Professor Cary Martin Shelby (DePaul) is presenting “Closing the Hedge Fund Loophole: The SEC as the Primary Regulator of Systemic Risk” at BC Law School’s Regulation and Markets Workshop today. The abstract:
The 2008 financial crisis sparked a flurry of regulatory activity and enforcement in an attempt to reign in activity by banks, but other institutions have also been identified as potentially threatening to the stability of the financial markets. In particular, several empirical studies have revealed that systemic risk can be created and transmitted by hedge funds. In response to the risk created by hedge funds, Congress granted the Financial Stability Oversight Council (“FSOC”) authority under the Dodd-Frank Act of 2010 to designate hedge funds as Systemically Important Financial Institutions (“SIFIs”). Such a designation would automatically result in stringent capital constraints and limitations on liquidity risk on these non-bank institutions. Yet in over six years since FSOC has been granted this authority, it has failed to identify even one hedge fund as a SIFI. In the face of massive resistance and deregulatory initiatives introduced under the Trump administration, it is highly unlikely to do so in the near future. The inability of FSOC to regulate systemically harmful funds is particularly troubling because several post-financial crisis studies have revealed that systemic risk can still be created and transmitted by hedge funds. Given FSOC’s inability to close this hedge fund loophole, this Article argues that Congress should explore appointing the SEC as the primary regulator of hedge funds because: (1) hedge funds can still pose a systemic threat to the economy; (2) the transparency framework inherent in the federal securities laws can supply a more effective means for mitigating systemic risk than the prudential framework currently mandated for SIFIs; and (3) appointing the SEC in this regard would reduce the fragmentation of the current regulatory structure which has been extended and complicated by the creation of FSOC. Although the federal securities laws are typically used to promote investor protection, this Article posits that enhancing transparency to hedge fund counterparties and investors can decrease systemic risk by empowering such market participants to better protect themselves against risk. Enhancing protection in this manner could in-turn weed out systemically harmful funds from the marketplace, without imposing the severe capital constraints that would be mandated under FSOC’s model.
If you’re an academic in the Boston area and would like to join us, please send me an email.
Shu Yi Oei
UPDATE 9/19/17: I blogged more about Omarova & Hockett’s National Investment Authority suggestion over on Taxprof Blog. You can read the post here.
Today, Boston College Law School welcomes Professor Saule Omarova (Cornell) as the first presenter in our inaugural Regulation and Markets Workshop Series. The paper (with Robert Hockett, also of Cornell) is entitled “Private Wealth and Public Goods: A Case for a National Investment Authority.” It’s available on SSRN.
Here’s the abstract:
The American Presidential election of 2016 was won under the rhetorical banner of returning America to its past productive glory. Any such undertaking presents an extraordinary challenge, demanding a correspondingly extraordinary institutional response. This Article proposes precisely such a response. It designs and advocates a new public instrumentality – a National Investment Authority (“NIA”) – charged with the critical task of devising and implementing a comprehensive long-term development strategy for the United States.

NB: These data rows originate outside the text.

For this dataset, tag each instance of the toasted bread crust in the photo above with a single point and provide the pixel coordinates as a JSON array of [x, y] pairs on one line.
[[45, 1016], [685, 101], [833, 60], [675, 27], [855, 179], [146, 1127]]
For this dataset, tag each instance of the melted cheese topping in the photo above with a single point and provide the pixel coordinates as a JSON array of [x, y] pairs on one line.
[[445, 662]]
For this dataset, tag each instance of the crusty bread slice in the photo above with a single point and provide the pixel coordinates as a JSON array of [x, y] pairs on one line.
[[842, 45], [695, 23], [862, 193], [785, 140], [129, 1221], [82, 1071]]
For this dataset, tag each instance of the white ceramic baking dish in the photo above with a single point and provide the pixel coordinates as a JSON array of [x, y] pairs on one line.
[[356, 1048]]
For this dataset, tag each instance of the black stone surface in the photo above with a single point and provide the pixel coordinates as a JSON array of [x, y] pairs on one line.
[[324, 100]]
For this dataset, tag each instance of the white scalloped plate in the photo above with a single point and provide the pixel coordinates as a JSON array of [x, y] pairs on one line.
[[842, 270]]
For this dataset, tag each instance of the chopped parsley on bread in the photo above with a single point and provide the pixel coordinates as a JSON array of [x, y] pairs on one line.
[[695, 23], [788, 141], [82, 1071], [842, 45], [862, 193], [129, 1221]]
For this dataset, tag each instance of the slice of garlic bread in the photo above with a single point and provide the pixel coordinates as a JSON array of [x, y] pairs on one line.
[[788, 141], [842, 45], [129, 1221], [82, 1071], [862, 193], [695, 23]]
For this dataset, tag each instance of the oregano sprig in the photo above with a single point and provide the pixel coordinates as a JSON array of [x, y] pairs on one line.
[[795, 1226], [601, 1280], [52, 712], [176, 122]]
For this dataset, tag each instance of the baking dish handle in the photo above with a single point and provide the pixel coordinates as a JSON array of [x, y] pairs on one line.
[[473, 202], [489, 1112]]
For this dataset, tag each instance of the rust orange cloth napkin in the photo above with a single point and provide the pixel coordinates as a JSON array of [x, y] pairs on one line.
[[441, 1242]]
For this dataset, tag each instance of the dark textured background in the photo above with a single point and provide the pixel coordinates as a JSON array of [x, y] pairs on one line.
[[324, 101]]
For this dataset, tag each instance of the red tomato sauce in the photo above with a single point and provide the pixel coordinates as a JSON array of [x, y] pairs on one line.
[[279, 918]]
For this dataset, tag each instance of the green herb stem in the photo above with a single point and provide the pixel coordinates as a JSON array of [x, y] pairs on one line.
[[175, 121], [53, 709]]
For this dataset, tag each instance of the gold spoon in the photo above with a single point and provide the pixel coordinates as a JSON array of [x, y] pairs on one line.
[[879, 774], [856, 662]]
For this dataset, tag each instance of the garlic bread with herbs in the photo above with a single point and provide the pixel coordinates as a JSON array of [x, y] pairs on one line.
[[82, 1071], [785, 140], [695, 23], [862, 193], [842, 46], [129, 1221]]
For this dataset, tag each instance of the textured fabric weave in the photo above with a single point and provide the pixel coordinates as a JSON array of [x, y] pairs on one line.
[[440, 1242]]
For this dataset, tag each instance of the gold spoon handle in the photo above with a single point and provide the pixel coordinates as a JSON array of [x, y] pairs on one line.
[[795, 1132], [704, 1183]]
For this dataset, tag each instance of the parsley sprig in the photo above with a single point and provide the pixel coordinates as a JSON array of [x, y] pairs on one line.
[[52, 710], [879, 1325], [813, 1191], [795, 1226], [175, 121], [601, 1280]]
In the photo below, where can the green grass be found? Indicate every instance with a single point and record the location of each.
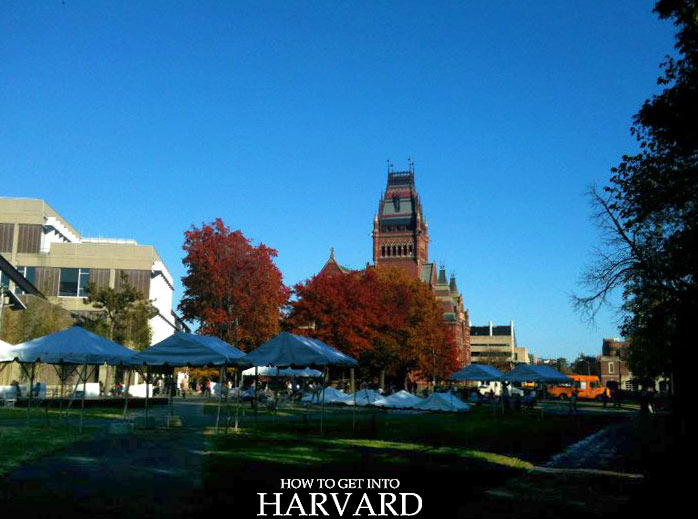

Patterned in part after the New Deal-era Reconstruction Finance Corporation, in part after modern sovereign wealth funds, and in part after private equity and venture capital firms, the NIA is an inherently hybrid, public-private entity that combines the unique strengths of public instrumentalities – their vast scale, lengthy investment horizons, and explicit backing by the public’s full faith and credit – with the micro-informational advantages of private market actors. By creatively adapting familiar tools of financial and legal engineering, the NIA overcomes obstacles that ordinarily impede or discourage private investment in critically necessary and even transformative public infrastructure goods. By channeling presently speculative private capital back into the real-economy, moreover, the NIA plays an important role in enhancing the resilience and stability of the U.S. and global financial systems.
The Article makes original contributions not only to contemporary policy debates over how to revive America’s productive prowess and bring its financial system back into the service of the real economy, but also to current theoretical understandings of “public goods” and how to provide them. It offers a more complete and coherent account of such goods as solutions to collective action problems that pervade decentralized markets, hence as goods that can be supplied only through exercises of collective agency. The NIA proposal advanced in the Article operationalizes this theoretical insight by elaborating a specific institutional form that such collective agency can take.
The paper is really interesting and I have many swirling thoughts. I’ll say more after the workshop.